La Corte di legittimità torna a occuparsi della tassabilità dei proventi illeciti (nella specie, redditi da usura).
In particolare, i Supremi giudici sono stati chiamati a pronunciarsi sulla legittimità o meno dell’applicazione operata dal giudice di secondo grado del disposto dell’articolo 14, legge n. 537/1993 anche a periodi di imposta precedenti all’entrata in vigore di detta normativa.
In base a tale disposizione, fra le diverse categorie di reddito debbono ritenersi compresi “i proventi derivanti da fatti, atti o attività qualificabili come illecito civile, penale o amministrativo se non già sottoposti a sequestro o confisca penale”.
Ebbene, nella sentenza n. 17953/2013, il Collegio giudicante ha ritenuto legittima l’applicazione della legge n. 537/1993 anche a periodi di imposta precedenti alla sua entrata in vigore (nella specie 1992 e 1993), uniformandosi a un proprio precedente indirizzo giurisprudenziale (cfr Cassazione 16 aprile 2007, n. 8990; Cassazione 10 giugno 2009, nn. 13360, 13361 e 13363), secondo il quale l’articolo 14, comma 4, costituisce un’interpretazione autentica della normativa contenuta nel Tuir.
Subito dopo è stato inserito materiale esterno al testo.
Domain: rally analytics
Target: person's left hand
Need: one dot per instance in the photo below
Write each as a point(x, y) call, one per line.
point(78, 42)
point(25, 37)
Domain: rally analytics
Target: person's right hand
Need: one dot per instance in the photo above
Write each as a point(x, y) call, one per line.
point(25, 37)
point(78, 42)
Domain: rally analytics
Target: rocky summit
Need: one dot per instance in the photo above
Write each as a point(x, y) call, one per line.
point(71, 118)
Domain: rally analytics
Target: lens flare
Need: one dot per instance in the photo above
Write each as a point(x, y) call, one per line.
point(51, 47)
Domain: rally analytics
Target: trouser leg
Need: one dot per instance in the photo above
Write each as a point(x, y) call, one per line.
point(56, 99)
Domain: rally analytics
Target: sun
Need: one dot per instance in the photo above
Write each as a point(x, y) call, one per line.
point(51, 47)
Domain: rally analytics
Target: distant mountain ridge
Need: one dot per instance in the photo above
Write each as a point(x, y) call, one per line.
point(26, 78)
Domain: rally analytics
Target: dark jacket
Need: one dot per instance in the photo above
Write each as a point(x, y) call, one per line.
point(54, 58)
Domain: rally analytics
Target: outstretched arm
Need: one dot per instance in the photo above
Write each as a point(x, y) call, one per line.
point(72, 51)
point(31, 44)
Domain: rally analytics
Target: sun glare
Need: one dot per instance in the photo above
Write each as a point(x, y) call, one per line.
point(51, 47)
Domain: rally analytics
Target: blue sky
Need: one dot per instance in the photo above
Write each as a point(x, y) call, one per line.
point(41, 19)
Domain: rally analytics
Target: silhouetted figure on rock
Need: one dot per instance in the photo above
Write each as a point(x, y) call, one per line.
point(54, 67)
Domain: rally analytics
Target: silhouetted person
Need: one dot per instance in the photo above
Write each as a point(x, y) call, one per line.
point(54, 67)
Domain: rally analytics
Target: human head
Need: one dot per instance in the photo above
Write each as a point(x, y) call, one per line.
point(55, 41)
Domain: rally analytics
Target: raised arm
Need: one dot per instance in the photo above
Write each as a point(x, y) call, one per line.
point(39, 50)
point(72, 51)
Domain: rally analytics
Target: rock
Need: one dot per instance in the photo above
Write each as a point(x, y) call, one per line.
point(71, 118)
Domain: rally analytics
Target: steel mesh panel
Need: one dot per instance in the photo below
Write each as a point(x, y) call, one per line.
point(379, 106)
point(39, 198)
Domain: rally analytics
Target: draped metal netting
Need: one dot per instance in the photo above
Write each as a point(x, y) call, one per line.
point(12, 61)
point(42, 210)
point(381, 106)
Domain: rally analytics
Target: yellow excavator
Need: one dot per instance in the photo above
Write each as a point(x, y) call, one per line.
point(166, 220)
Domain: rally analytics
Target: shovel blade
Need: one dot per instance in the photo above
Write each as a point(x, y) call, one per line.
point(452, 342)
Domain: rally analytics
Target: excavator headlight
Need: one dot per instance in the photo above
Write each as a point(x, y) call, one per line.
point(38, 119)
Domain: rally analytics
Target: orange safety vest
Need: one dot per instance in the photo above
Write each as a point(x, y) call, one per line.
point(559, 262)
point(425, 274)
Nello statuire ciò, la Corte suprema ha anche escluso che all’applicazione retroattiva del disposto dell’articolo 14 possa ostare il principio di non retroattività delle norme tributarie introdotto dallo Statuto del contribuente. Ciò in quanto, per propria costante giurisprudenza, le disposizioni della legge n. 212/2000 non hanno efficacia retroattiva, in base al principio di cui all’articolo 11 disp. gen., a eccezione delle norme che costituiscono attuazione degli articoli 3, 23, 53 e 97 della Costituzione, in quanto espressione di principi costituzionali vigenti.
Pertanto, in base a tale indirizzo giurisprudenziale, anche l’articolo 3 dello Statuto, che ha codificato il principio di irretroattività nella materia fiscale, non trova applicazione con riferimento alle leggi anteriormente vigenti (in tal senso, cfr Cassazione 16 aprile 2008, n. 9913; Cassazione 13 novembre 2006, n. 24192).

Alla luce di tali principi, il Collegio ha ritenuto legittima la sentenza dei secondi giudici, con la quale era stato avallato l’accertamento induttivo operato dall’ufficio per gli anni 1992, 1993 e 1994 all’esito di indagini finanziarie svolte sui conti correnti, concernenti movimentazioni non giustificate dal contribuente, prosciolto per prescrizione dal reato di usura, nonostante l’intervenuto accertamento da parte del giudice penale dei fatti costituenti il reato allo stesso ascritto.

Nello statuire ciò, la Corte ha anche ribadito il principio secondo cui l’assoluzione in sede penale dal reato non preclude all’ufficio di considerare i versamenti risultati sui conti come redditi imponibili suscettibili di rettifiche secondo la disciplina di cui al Dpr n. 600/1973, articolo 32, comma n. 2 (in tal senso, ex multis, Cassazione 15 luglio 2008, n. 19362; 30 dicembre 2009, nn. 27947 e 28038; 13 settembre 2010, n. 19493; 3 agosto 2012, n. 14026; 15 febbraio 2013, nn. 3762, 3763 e 3764).